Limerence, a term coined by psychologist Dorothy Tennov in her 1979 book Love and Limerence: The Experience of Being in Love, has been described as “an involuntary interpersonal state that involves an acute longing for emotional reciprocation, obsessive-compulsive thoughts, feelings, and behaviors, and emotional dependence on another person.”
Albert Wakin, an expert on limerence and a professor of psychology at Sacred Heart University, defines limerence as a combination of obsessive-compulsive disorder and addiction, a state of “compulsory longing for another person.”He estimates that five percent of the population struggles with limerence.
Early in a romantic relationship, it can be difficult to distinguish love from limerence. One begins to follow a calmer, more rewarding path that feels good to both partners, while the other intensifies and stops feeling good to one or both partners over time. Limerence is smothering and unsatisfying and cares little about the other person’s well-being. Securing the other person’s affection takes precedence over earning their respect, commitment, physical intimacy or even their love.
Limerence lasts longer than romantic love, but not usually as long as a healthy, committed partnerships. By Tennov’s estimates, limerence can last a few weeks to several decades, with the average being 18 months to three years. The duration depends whether the individual’s affections are requited. When requited, the feelings may persist over many years. When unrequited, the feelings typically dwindle away and eventually disappear, unless the object of their affection sends mixed signals or physical or emotional distance prolongs the intensity and uncertainty (e.g., one partner lives in a different state or is married).
From Wikipedia:
Limerence is considered as a cognitive and emotional state of being emotionally attached to or even obsessed with another person, and is typically experienced involuntarily and characterized by a strong desire for reciprocation of one's feelings—a near-obsessive form of romantic love. For Tennov, "sexual attraction is an essential component of limerence ... the limerent is a potential sex partner".
Limerence is sometimes also interpreted as infatuation, or what is colloquially known as a "crush". However, in common speech, infatuation includes aspects of immaturity and extrapolation from insufficient information, and is usually short-lived.
According to Tennov, there are at least two types of love: limerence, which she describes as, among other things, "loving attachment"; and "loving affection", the bond that exists between an individual and his or her parents and children.
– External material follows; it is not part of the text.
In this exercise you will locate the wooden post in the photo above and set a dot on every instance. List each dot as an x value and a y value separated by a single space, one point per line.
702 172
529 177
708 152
Tennov differentiates between limerence and other emotions by asserting that love involves concern for the other person's welfare and feeling. While limerence does not require it, those concerns may certainly be incorporated. Affection and fondness exist only as a disposition towards another person, irrespective of whether those feelings are reciprocated, whereas limerence deeply desires reciprocation, but it remains unaltered whether or not it is returned.
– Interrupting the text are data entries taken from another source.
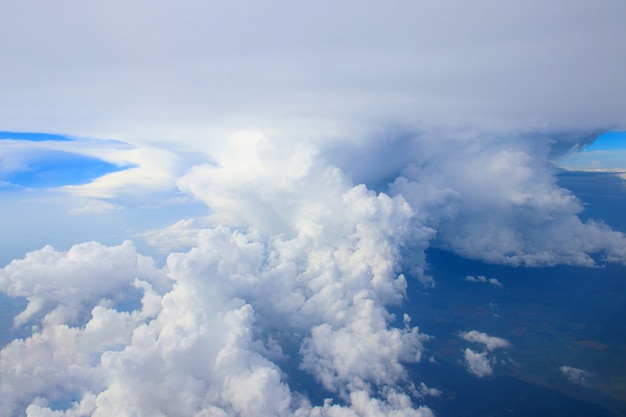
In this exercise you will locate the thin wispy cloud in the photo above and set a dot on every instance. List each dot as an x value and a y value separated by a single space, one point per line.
283 170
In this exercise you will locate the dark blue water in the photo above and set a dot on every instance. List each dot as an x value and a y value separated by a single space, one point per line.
552 316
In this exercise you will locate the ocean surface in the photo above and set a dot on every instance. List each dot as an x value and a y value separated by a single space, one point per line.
553 317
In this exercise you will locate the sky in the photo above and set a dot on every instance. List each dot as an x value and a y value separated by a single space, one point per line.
211 209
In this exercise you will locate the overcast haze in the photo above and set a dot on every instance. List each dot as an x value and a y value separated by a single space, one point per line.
232 205
165 70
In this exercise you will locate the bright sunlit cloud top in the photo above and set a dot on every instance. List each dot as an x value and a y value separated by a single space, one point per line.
190 71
Limerence involves intrusive thinking about the limerent object. Other characteristics include acute longing for reciprocation, fear of rejection, and unsettling shyness in the limerent object's presence. In cases of unrequited limerence, transient relief may be found by vividly imagining reciprocation from the limerent object.
Limerence develops and is sustained when there is a certain balance of hope and uncertainty. The basis for limerent hope is not in objective reality but in reality as it is perceived. The inclination is to sift through nuances of speech and subtleties of behavior for evidence of limerent hope.
In turn, a limerent may only experience a single limerent episode, or may experience "serial" episodes, in which nearly one's entire mature life, from early puberty through late adulthood, can be consumed in successive limerent obsessions.
From Psychology Today:
Limerence can include an irrationally positive evaluation of the limerent object's attributes.
Albert Wakin, notes that it’s imperative that individuals resist automatically equating infatuation with limerence, as the two are distinct experiences. And although euphoria may play a role in both, it is limerence that leads to deleterious consequences—whereas more pleasant emotions are often derived from infatuation.